Türkiye’de son yıllarda kadına şiddet, çocuğa ve hayvana şiddet gözden kaçırılamayacak derecede çok artmıştır. Öyle ki bu olaylar sonucunda şüphelilerin serbest bırakılması, sanıkların tahliye edilmeleri vicdanları rahatsız etmekte ve adalet duygusunun yitirilmesine biraz daha vesile olmaktadır. İnsanlar tarafından sosyal medya, bu ağır duygularla baş etme yöntemi olarak kullanılırken, adalet duygusu sarsılmış bir kişinin serzenişi aynı duyguya sahip ülkenin kilometrelerce ötesindeki başka bir kişiyi de etkilemekte ve tepkisini koymakta da tetiklemektedir.
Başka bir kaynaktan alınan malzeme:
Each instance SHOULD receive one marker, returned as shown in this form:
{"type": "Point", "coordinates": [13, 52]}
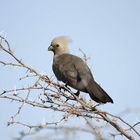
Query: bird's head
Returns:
{"type": "Point", "coordinates": [59, 45]}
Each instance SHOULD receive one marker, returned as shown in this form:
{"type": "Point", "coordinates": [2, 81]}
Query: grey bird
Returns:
{"type": "Point", "coordinates": [74, 72]}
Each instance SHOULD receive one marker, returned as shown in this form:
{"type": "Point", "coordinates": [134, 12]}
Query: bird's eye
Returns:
{"type": "Point", "coordinates": [57, 45]}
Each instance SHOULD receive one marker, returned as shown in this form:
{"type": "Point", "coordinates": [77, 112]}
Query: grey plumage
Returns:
{"type": "Point", "coordinates": [73, 71]}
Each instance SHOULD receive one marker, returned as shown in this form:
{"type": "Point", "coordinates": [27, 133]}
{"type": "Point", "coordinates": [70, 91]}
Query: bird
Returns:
{"type": "Point", "coordinates": [74, 72]}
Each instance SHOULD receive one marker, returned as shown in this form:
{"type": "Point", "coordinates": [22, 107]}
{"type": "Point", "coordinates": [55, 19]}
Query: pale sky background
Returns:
{"type": "Point", "coordinates": [106, 30]}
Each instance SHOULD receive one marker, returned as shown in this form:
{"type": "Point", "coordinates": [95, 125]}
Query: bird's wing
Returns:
{"type": "Point", "coordinates": [71, 70]}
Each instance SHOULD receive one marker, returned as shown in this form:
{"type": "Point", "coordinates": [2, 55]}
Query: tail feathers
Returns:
{"type": "Point", "coordinates": [97, 93]}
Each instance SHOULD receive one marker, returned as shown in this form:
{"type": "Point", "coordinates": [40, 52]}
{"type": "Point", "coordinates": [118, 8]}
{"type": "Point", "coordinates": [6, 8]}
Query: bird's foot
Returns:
{"type": "Point", "coordinates": [77, 93]}
{"type": "Point", "coordinates": [64, 87]}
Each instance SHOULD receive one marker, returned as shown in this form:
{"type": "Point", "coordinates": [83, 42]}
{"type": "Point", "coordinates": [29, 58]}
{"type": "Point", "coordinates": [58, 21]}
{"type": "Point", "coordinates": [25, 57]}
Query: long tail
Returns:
{"type": "Point", "coordinates": [97, 93]}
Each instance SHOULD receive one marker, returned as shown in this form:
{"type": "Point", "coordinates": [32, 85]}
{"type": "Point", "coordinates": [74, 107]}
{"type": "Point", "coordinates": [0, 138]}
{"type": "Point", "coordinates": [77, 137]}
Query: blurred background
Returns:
{"type": "Point", "coordinates": [107, 31]}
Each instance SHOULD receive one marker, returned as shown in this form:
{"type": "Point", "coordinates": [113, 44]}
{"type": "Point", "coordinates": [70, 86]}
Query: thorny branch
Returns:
{"type": "Point", "coordinates": [54, 98]}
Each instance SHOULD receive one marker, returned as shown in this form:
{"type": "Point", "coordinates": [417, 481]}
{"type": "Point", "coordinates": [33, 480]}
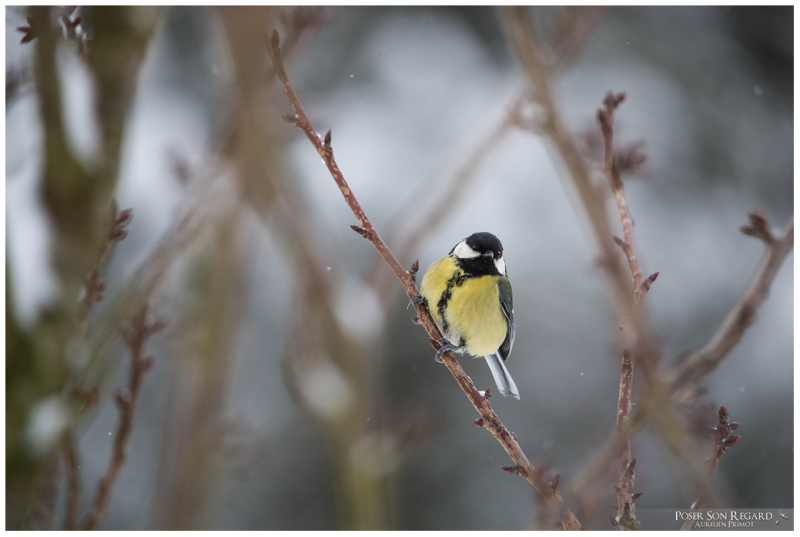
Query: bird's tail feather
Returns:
{"type": "Point", "coordinates": [501, 376]}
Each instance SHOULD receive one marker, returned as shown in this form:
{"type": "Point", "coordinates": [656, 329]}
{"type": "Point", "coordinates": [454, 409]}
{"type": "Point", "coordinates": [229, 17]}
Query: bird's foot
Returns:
{"type": "Point", "coordinates": [417, 299]}
{"type": "Point", "coordinates": [447, 347]}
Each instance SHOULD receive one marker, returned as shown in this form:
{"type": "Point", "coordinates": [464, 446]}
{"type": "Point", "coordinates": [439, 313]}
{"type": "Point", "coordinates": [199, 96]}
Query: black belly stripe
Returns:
{"type": "Point", "coordinates": [457, 280]}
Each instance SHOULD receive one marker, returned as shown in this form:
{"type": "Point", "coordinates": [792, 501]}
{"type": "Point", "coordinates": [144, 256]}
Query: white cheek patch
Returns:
{"type": "Point", "coordinates": [463, 251]}
{"type": "Point", "coordinates": [500, 264]}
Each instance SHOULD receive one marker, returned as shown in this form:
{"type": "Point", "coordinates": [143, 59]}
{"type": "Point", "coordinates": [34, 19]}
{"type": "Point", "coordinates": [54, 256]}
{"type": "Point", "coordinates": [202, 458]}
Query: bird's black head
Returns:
{"type": "Point", "coordinates": [479, 254]}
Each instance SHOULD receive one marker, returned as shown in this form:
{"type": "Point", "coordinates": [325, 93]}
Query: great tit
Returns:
{"type": "Point", "coordinates": [468, 296]}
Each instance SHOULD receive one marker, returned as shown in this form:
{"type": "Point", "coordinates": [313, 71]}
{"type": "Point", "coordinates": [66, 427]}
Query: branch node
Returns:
{"type": "Point", "coordinates": [758, 227]}
{"type": "Point", "coordinates": [413, 270]}
{"type": "Point", "coordinates": [621, 243]}
{"type": "Point", "coordinates": [367, 234]}
{"type": "Point", "coordinates": [292, 119]}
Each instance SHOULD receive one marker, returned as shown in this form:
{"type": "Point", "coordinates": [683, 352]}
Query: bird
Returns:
{"type": "Point", "coordinates": [468, 295]}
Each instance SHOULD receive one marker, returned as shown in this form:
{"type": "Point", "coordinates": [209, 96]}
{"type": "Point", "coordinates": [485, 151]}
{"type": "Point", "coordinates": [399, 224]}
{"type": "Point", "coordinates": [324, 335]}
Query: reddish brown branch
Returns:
{"type": "Point", "coordinates": [73, 482]}
{"type": "Point", "coordinates": [703, 360]}
{"type": "Point", "coordinates": [490, 421]}
{"type": "Point", "coordinates": [631, 331]}
{"type": "Point", "coordinates": [94, 285]}
{"type": "Point", "coordinates": [722, 441]}
{"type": "Point", "coordinates": [135, 335]}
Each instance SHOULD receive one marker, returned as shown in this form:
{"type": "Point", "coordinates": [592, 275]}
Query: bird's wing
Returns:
{"type": "Point", "coordinates": [508, 310]}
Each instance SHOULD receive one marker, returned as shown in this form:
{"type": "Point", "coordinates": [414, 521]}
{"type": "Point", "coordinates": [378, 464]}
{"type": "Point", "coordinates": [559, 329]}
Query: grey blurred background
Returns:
{"type": "Point", "coordinates": [252, 420]}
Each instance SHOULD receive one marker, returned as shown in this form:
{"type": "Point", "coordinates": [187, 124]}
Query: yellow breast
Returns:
{"type": "Point", "coordinates": [471, 313]}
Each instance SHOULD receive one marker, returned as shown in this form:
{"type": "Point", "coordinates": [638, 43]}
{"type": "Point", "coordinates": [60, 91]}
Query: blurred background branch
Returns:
{"type": "Point", "coordinates": [290, 393]}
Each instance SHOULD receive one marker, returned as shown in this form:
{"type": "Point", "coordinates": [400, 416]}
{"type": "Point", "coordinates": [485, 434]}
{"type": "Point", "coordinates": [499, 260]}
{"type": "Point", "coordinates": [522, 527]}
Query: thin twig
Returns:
{"type": "Point", "coordinates": [722, 441]}
{"type": "Point", "coordinates": [705, 359]}
{"type": "Point", "coordinates": [94, 286]}
{"type": "Point", "coordinates": [140, 329]}
{"type": "Point", "coordinates": [578, 174]}
{"type": "Point", "coordinates": [488, 419]}
{"type": "Point", "coordinates": [73, 482]}
{"type": "Point", "coordinates": [631, 331]}
{"type": "Point", "coordinates": [444, 193]}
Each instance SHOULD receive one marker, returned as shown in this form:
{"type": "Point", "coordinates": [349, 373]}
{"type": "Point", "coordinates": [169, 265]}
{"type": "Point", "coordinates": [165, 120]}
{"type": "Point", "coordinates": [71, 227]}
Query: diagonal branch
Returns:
{"type": "Point", "coordinates": [722, 441]}
{"type": "Point", "coordinates": [488, 419]}
{"type": "Point", "coordinates": [706, 358]}
{"type": "Point", "coordinates": [136, 335]}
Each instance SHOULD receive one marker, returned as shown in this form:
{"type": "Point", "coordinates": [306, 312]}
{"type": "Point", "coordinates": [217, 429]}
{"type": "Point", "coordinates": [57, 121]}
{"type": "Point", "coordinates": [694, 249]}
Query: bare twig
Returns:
{"type": "Point", "coordinates": [626, 514]}
{"type": "Point", "coordinates": [578, 173]}
{"type": "Point", "coordinates": [705, 359]}
{"type": "Point", "coordinates": [722, 441]}
{"type": "Point", "coordinates": [443, 194]}
{"type": "Point", "coordinates": [73, 482]}
{"type": "Point", "coordinates": [135, 335]}
{"type": "Point", "coordinates": [94, 286]}
{"type": "Point", "coordinates": [490, 421]}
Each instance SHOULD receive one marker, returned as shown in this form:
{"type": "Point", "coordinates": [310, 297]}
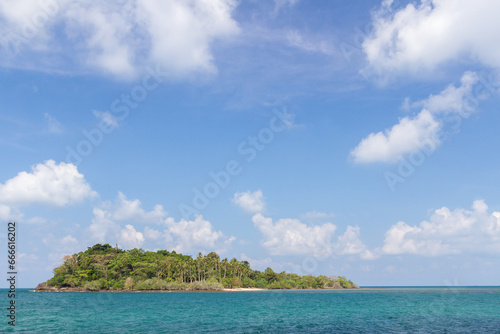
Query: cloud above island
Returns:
{"type": "Point", "coordinates": [429, 33]}
{"type": "Point", "coordinates": [421, 132]}
{"type": "Point", "coordinates": [447, 232]}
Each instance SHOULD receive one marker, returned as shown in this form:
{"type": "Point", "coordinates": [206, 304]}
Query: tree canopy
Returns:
{"type": "Point", "coordinates": [102, 267]}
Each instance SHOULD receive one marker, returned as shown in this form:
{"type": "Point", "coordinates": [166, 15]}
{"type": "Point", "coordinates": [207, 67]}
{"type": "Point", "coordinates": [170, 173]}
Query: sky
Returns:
{"type": "Point", "coordinates": [353, 138]}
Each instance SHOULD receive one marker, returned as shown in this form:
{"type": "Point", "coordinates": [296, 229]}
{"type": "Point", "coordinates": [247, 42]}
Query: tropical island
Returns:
{"type": "Point", "coordinates": [105, 268]}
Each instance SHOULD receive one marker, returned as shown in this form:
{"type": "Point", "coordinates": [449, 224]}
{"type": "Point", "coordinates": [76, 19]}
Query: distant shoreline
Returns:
{"type": "Point", "coordinates": [79, 289]}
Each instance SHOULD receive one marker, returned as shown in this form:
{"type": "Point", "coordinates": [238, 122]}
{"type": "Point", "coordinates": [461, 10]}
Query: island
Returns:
{"type": "Point", "coordinates": [106, 268]}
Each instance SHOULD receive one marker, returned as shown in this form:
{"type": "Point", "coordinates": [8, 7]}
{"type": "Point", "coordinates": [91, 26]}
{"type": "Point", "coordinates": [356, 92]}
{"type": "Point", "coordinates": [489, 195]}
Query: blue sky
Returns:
{"type": "Point", "coordinates": [331, 137]}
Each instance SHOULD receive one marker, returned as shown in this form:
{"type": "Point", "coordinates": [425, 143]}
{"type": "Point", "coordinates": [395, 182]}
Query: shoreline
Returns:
{"type": "Point", "coordinates": [79, 289]}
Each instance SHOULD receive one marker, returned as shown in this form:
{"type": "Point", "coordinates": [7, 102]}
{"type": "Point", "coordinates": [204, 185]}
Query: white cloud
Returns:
{"type": "Point", "coordinates": [250, 201]}
{"type": "Point", "coordinates": [292, 237]}
{"type": "Point", "coordinates": [421, 132]}
{"type": "Point", "coordinates": [349, 242]}
{"type": "Point", "coordinates": [53, 126]}
{"type": "Point", "coordinates": [10, 214]}
{"type": "Point", "coordinates": [447, 232]}
{"type": "Point", "coordinates": [106, 117]}
{"type": "Point", "coordinates": [189, 235]}
{"type": "Point", "coordinates": [183, 236]}
{"type": "Point", "coordinates": [116, 37]}
{"type": "Point", "coordinates": [316, 215]}
{"type": "Point", "coordinates": [297, 40]}
{"type": "Point", "coordinates": [130, 238]}
{"type": "Point", "coordinates": [428, 33]}
{"type": "Point", "coordinates": [125, 210]}
{"type": "Point", "coordinates": [409, 135]}
{"type": "Point", "coordinates": [48, 183]}
{"type": "Point", "coordinates": [452, 99]}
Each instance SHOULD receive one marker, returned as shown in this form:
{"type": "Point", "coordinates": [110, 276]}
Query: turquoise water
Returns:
{"type": "Point", "coordinates": [374, 310]}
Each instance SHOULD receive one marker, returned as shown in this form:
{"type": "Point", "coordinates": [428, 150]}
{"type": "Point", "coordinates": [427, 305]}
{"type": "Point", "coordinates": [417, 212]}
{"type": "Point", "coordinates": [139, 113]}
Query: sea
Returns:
{"type": "Point", "coordinates": [366, 310]}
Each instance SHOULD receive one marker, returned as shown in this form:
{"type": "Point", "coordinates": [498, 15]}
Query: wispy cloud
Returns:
{"type": "Point", "coordinates": [53, 126]}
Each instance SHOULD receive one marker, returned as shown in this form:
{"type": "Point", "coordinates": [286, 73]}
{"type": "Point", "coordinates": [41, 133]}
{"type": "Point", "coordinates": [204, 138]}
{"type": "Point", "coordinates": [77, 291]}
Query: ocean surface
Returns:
{"type": "Point", "coordinates": [370, 310]}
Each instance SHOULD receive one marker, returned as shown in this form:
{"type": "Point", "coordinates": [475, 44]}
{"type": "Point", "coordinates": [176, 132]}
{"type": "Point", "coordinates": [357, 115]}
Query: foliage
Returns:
{"type": "Point", "coordinates": [102, 267]}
Adalet duygusunun zayıflaması, ekonomik ve yaşam koşullarının zayıflaması, sosyal medyayı ister istemez kuvvetli bir erk haline getirmiştir.
Yapılan araştırmalar göstermektedir ki; sosyal medyada gündeme oturan en bilinen olaylarda şüpheliler gözaltına alınarak tutuklanmış, sanıklara ise vicdanları tatmin edecek cezalar verilmiştir. Sosyal medya araçlarından yayılan haberlerin yarattığı öfke ve kızgınlık toplumsal baskı yaratmakta ve adalet mekanizmasını sıkıştırmakta ve etkin bir rol oynamaktadır.

Okuyucuda oluşan algı sosyal medyanın etkin gücü sayesinde adalet yerini buluyorken adli makamlar gözünden bakıldığında da sosyal medyanın etkin gücü sayesinde bilgilere, belgelere ulaşmanın çok daha kolay hale gelmesidir. Sosyal medya kullanıcılarının paylaşımlarının, delil toplama yetkisine sahip kolluk ve savcılık makamı kanaatini oluşturmakta yadsınamaz bir etkisi olduğunu kabul etmek gerekir.

Adaletin yerini bulduğu, mevcut mevzuatın ihtiyaçlara cevap verdiği, toplumsal refahın yükseldiği günlere ulaşmak dileğiyle.